A worker-evaluator loop is slow. Five turns, each turn a worker call plus tool calls plus an evaluator call, adds up to real wall-clock time. I set the Lambda timeout to 300 seconds to give the loop room:

# LangGraph agent loops can take a while.
timeout     = 300  # 5 minutes (Lambda max is 15 min)
memory_size = 1024

That number is a lie if the request comes through API Gateway. The HTTP API has a hard 29-second integration cap that Lambda's 300 seconds cannot override. So a long agent run would keep working inside Lambda while the gateway had already given up on the caller. The function billed for the full run. The user got nothing.

The fix was to stop routing long tasks through the gateway at all. I added a Lambda Function URL, which is a direct HTTPS endpoint with no 29-second ceiling:

# Lambda function URL — direct HTTPS invoke, bypasses API Gateway 29s timeout.
resource "aws_lambda_function_url" "backend" {
  function_name      = aws_lambda_function.backend.function_name
  authorization_type = "NONE"
}

Now the gateway stays for the fast endpoints, and the agent loop can run against the Function URL without a proxy in the middle deciding it took too long.

There is a second sharp edge I have not fully closed. turn_count only increments inside the evaluator node:

"turn_count": state.get("turn_count", 0) + 1,

But the worker can loop worker -> tools -> worker -> tools several times before it ever hands off to the evaluator, and none of those hops count against MAX_TURNS. So the five-turn cap is really "five evaluator turns," not "five model calls." A task that keeps calling tools without producing a final answer can burn far more time than the cap implies. The honest fix is to count worker iterations too, or add a wall-clock budget inside the run, rather than trusting the evaluator counter to bound cost. That one is still on my list.

Takeaway

An evaluator that gates the worker's output is the cheap half of a self-correcting agent. The expensive half is making the retry ceiling account for every model call, not just the ones you happened to count.

Top comments (2)

Raju Dandigam • Jul 3

Splitting the loop into a worker and an evaluator is the right way to turn “the model said it’s done” into an actual control point. I especially like that you kept explicit success criteria, a hard retry ceiling, and a separate user_input_needed path, because those are the pieces that stop a retry loop from becoming an expensive infinite shrug. In production the next pain point is usually visibility into why the evaluator kept bouncing the worker, which is where execution-tree tooling like agent-inspect starts paying for itself. Curious what failed first on Lambda in your setup: latency, state handoff, or just the difficulty of preserving enough context between retries.
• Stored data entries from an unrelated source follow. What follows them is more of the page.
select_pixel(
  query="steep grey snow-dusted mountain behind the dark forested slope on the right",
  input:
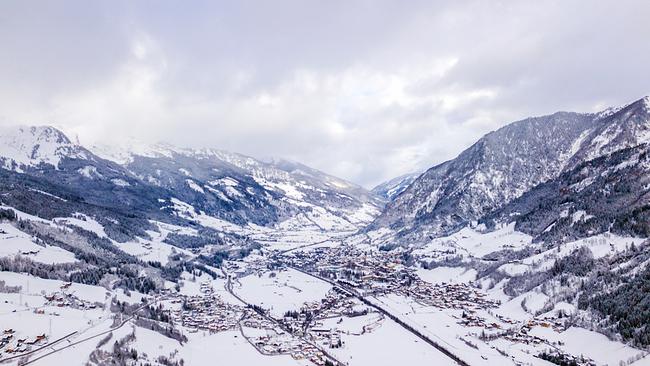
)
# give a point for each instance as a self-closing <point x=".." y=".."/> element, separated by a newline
<point x="505" y="164"/>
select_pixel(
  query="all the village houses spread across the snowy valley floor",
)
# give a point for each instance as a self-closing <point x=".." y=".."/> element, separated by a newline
<point x="311" y="332"/>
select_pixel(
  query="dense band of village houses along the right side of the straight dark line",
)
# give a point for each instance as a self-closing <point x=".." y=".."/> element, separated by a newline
<point x="377" y="273"/>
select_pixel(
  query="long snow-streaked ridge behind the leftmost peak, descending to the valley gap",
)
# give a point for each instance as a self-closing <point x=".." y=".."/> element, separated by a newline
<point x="215" y="179"/>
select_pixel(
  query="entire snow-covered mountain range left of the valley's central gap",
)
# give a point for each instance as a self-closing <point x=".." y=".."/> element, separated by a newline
<point x="123" y="187"/>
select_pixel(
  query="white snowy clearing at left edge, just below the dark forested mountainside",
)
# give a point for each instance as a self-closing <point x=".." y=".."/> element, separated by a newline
<point x="14" y="241"/>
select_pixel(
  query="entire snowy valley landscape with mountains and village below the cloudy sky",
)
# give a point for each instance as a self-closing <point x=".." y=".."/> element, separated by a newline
<point x="529" y="248"/>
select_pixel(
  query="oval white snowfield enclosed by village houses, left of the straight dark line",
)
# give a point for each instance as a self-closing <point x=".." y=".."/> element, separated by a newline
<point x="286" y="290"/>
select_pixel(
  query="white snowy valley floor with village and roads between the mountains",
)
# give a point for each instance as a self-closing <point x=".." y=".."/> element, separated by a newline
<point x="308" y="297"/>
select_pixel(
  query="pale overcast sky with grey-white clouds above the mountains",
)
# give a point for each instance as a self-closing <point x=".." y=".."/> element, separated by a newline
<point x="365" y="90"/>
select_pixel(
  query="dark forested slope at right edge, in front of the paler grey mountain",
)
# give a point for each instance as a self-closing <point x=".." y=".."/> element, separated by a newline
<point x="607" y="194"/>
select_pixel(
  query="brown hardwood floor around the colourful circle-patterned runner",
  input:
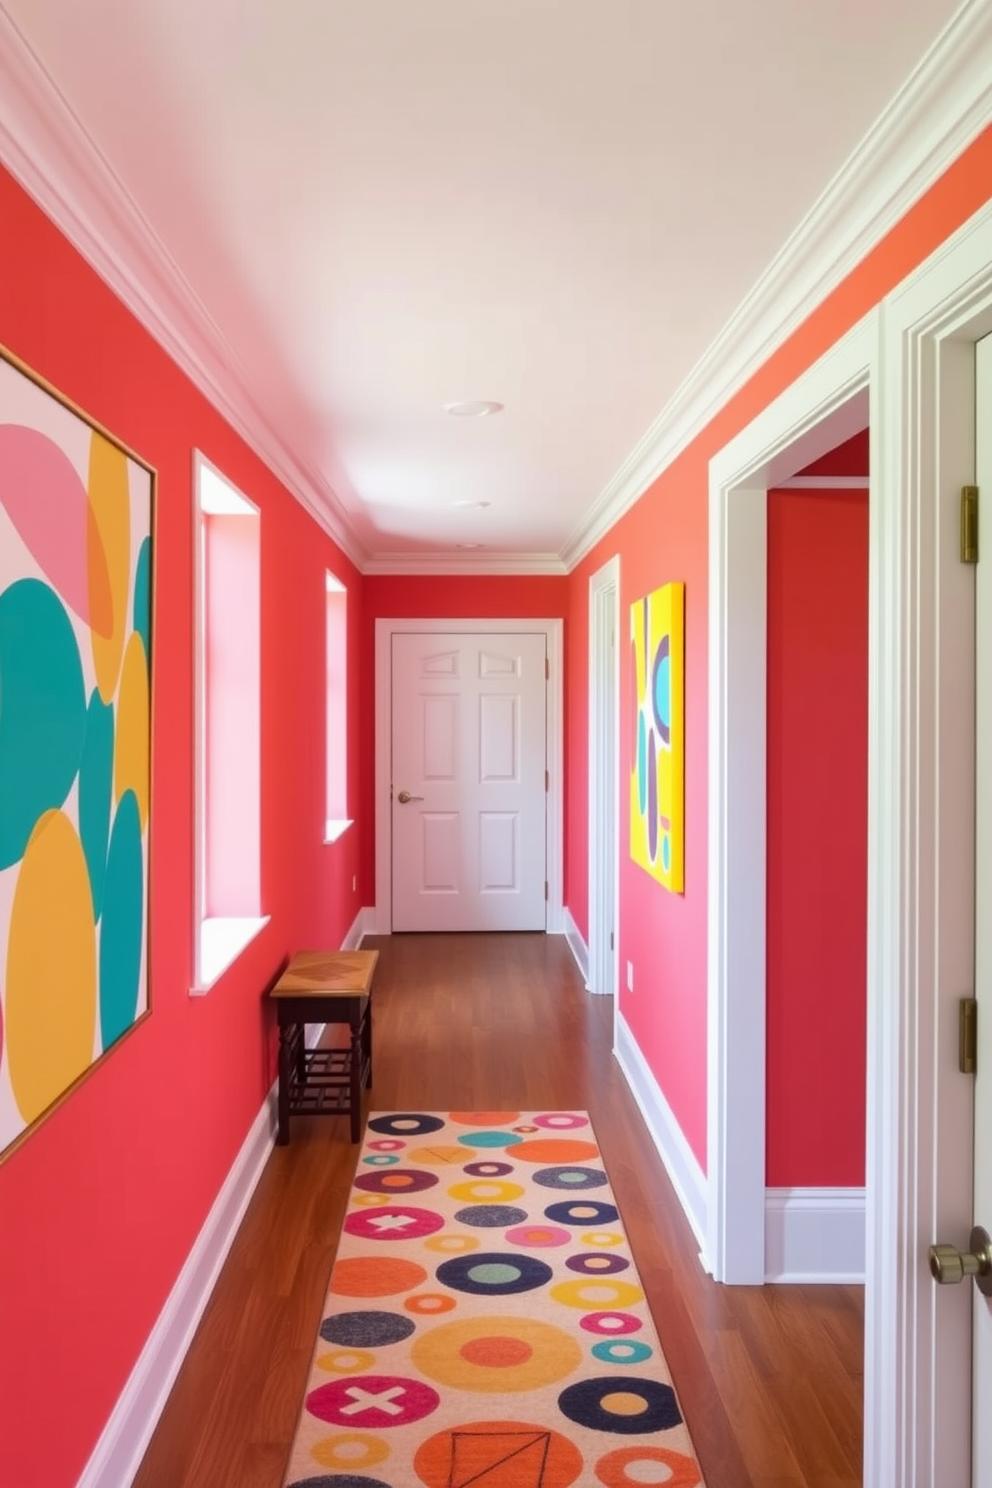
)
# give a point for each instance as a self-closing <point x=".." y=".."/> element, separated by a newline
<point x="771" y="1379"/>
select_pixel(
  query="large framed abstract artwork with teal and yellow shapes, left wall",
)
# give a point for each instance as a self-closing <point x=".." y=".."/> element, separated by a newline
<point x="75" y="746"/>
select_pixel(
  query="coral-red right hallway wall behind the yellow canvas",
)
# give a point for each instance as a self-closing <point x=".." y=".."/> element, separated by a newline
<point x="664" y="536"/>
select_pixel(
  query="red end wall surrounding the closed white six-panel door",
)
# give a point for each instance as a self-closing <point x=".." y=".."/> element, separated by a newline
<point x="457" y="597"/>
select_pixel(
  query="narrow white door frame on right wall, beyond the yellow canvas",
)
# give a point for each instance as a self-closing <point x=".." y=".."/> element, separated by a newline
<point x="605" y="776"/>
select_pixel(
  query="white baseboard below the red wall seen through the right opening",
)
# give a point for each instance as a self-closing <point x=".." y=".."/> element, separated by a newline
<point x="814" y="1236"/>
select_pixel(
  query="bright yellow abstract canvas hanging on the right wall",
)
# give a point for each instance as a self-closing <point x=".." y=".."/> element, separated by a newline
<point x="660" y="736"/>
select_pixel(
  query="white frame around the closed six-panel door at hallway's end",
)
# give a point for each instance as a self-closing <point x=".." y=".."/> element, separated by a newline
<point x="384" y="633"/>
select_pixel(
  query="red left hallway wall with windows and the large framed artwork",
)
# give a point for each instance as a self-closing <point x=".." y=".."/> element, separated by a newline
<point x="102" y="1205"/>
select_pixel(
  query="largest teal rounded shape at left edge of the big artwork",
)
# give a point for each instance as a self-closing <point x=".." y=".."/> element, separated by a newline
<point x="42" y="711"/>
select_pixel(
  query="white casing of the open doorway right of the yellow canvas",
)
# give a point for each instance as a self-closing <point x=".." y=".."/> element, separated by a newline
<point x="822" y="410"/>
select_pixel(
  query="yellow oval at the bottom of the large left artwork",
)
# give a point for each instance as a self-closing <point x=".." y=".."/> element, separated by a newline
<point x="51" y="986"/>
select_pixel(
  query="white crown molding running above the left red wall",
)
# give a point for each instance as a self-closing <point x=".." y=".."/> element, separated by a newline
<point x="48" y="151"/>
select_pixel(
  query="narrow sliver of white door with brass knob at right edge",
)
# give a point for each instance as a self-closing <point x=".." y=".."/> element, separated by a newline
<point x="982" y="1383"/>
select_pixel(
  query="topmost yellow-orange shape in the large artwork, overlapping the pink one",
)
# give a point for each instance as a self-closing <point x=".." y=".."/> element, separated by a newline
<point x="109" y="554"/>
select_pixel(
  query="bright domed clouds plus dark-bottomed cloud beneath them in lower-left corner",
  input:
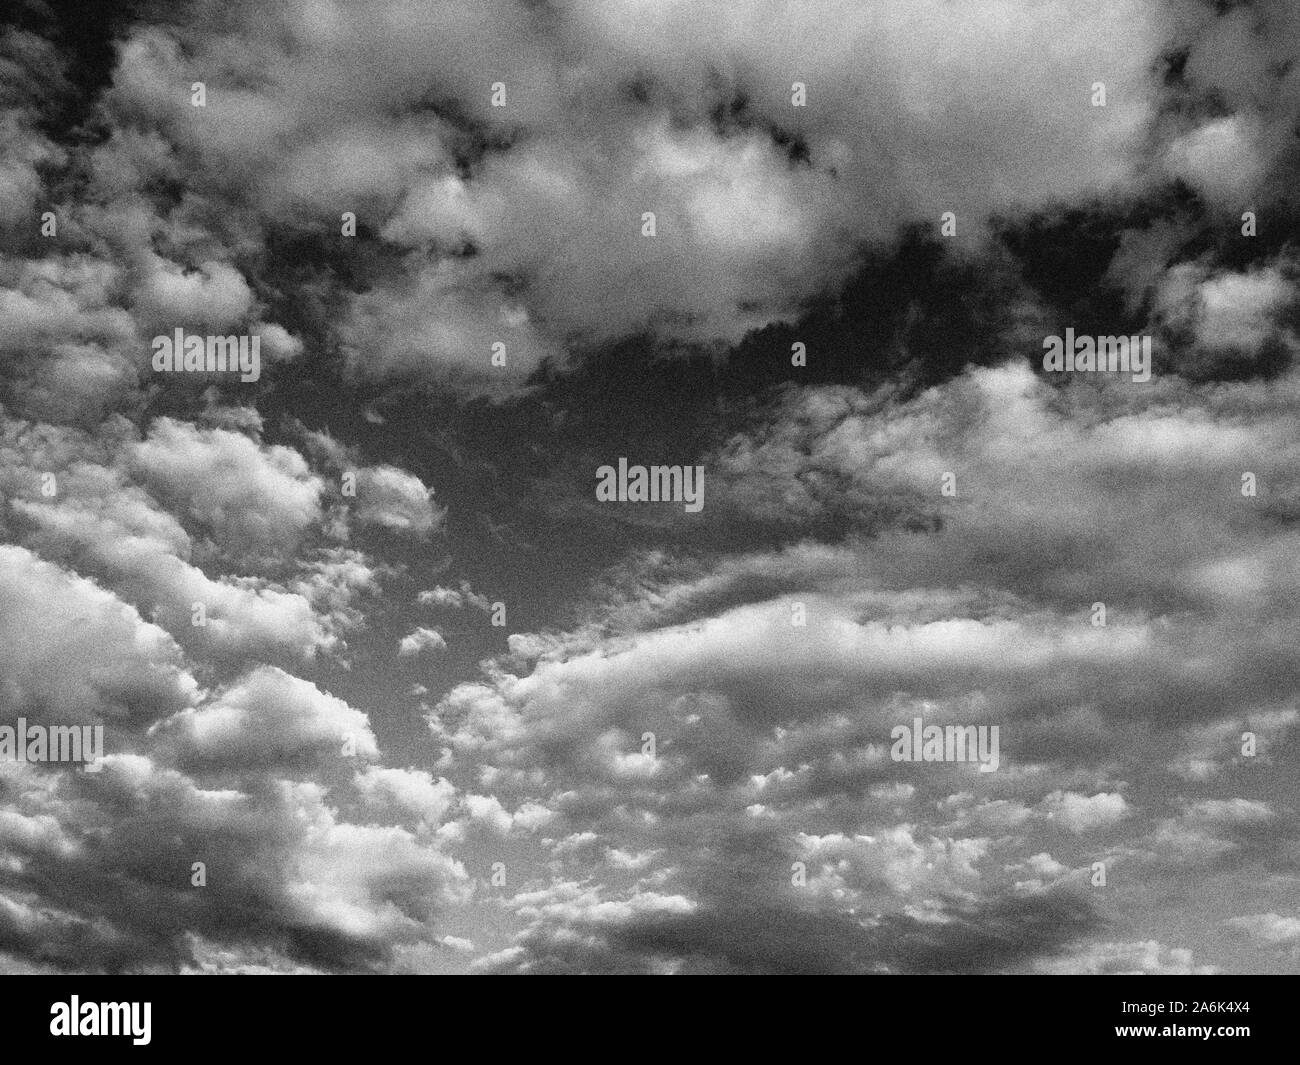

Akash Hadagali Persetti • Jul 8

"expensive infinite shrug" is exactly the failure mode I was designing against, that's a good way to put it.

To your question: it was latency, and not where I expected. State handoff was fine. I reconstruct the full conversation from DynamoDB on every request and run a fresh graph invocation, so there's no in-memory state to lose between retries or cold starts. That part held up.

What broke was the timeout ceiling. I'd set the Lambda timeout to 300s to give the loop room, but every request went through API Gateway, which has a hard 29s integration cap Lambda can't override. So a long run kept churning inside Lambda while the gateway had already dropped the caller. Function billed for the full run, user got nothing. Fix was a Lambda Function URL for the long tasks so there's no proxy deciding it took too long.

Haven't tried agent-inspect but the visibility point is real, right now my evaluator feedback is just logged, and reading why it bounced the worker across five turns is more archaeology than I'd like. Will take a look.